Hospice
FAQs
Learn more about hospice care by reviewing these frequently asked questions:
What services does hospice provide?
Our Hospice program provides an interdisciplinary team approach to care of patients and families experiencing the final phase of life. Hospice is not a place. It is a comprehensive approach to care including the physiological, sociological, educational, spiritual and emotional needs of the patient and family. The hospice team includes the patient's physician, the hospice medical director, nursing, social work, a chaplain and trained volunteers.
Other services include:
- Personal nurse care manager
- On-call nursing service, 24 hours a day, seven days a week
- Pain and symptom management
- Music therapy
- Social work
- Spiritual Care services
- Physical, occupational and speech therapy
- Nutritional assessments
- Medical equipment, supplies and medications
- Respite care
- In-hospital care, as needed
- Bereavement and grief counseling support
Who can get hospice care?
Patients of any age with a terminal illness are eligible to receive hospice services. The patient's doctor and the hospice medical director must certify the patient's condition is terminal, indicate a life expectancy of six months or less if the illness runs it's normal course and that the goal of care is comfort rather than cure.

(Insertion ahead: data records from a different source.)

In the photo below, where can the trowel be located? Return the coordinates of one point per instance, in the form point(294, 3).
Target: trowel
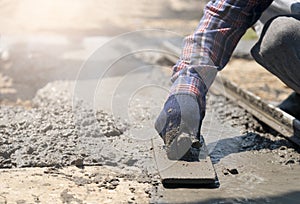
point(182, 165)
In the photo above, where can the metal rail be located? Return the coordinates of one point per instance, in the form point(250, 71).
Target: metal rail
point(282, 122)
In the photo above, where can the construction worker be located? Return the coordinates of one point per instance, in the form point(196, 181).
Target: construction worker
point(210, 47)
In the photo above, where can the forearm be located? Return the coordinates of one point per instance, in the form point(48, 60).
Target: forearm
point(210, 47)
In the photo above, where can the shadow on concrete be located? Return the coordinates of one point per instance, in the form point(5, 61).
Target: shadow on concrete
point(291, 198)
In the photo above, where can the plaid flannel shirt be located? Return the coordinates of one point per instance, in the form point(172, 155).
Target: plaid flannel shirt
point(210, 47)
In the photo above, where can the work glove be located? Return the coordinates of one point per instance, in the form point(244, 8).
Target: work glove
point(180, 120)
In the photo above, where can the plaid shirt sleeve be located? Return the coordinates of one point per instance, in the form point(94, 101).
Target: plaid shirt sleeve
point(210, 47)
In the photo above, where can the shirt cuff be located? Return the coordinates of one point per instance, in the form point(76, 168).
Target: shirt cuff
point(189, 85)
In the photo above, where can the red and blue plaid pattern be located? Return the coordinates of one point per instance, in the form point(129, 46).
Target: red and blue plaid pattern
point(223, 24)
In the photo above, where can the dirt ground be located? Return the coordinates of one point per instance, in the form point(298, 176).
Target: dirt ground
point(48, 156)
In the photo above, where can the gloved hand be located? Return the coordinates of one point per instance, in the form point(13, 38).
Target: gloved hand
point(183, 112)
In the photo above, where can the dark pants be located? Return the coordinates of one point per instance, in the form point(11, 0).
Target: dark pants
point(278, 49)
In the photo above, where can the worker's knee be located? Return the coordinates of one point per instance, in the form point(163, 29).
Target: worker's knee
point(281, 34)
point(278, 49)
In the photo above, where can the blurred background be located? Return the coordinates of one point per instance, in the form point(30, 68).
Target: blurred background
point(49, 40)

When should hospice care start?
At any time during a terminal illness, it is appropriate to discuss all of a patient's care options, including hospice. Discussions that change the focus of care from curative to comfort can be difficult.
While hospice does not provide a cure, it does provide an option for an individual that focuses on comfort and quality of life. Hospice staff members are available to discuss these concerns with the patient, family and doctor.
Where is hospice care provided?
Most hospice services are provided in the home. The hospice team will make every effort to provide the services, support and equipment needed to maintain the patient in the home as long as the patient and family desire, and the patient can be adequately provided for in that setting. When the safety or comfort of the patient cannot be managed at home, or when the caregiver is unable to continue with home care, the hospice staff may arrange for short-term inpatient care.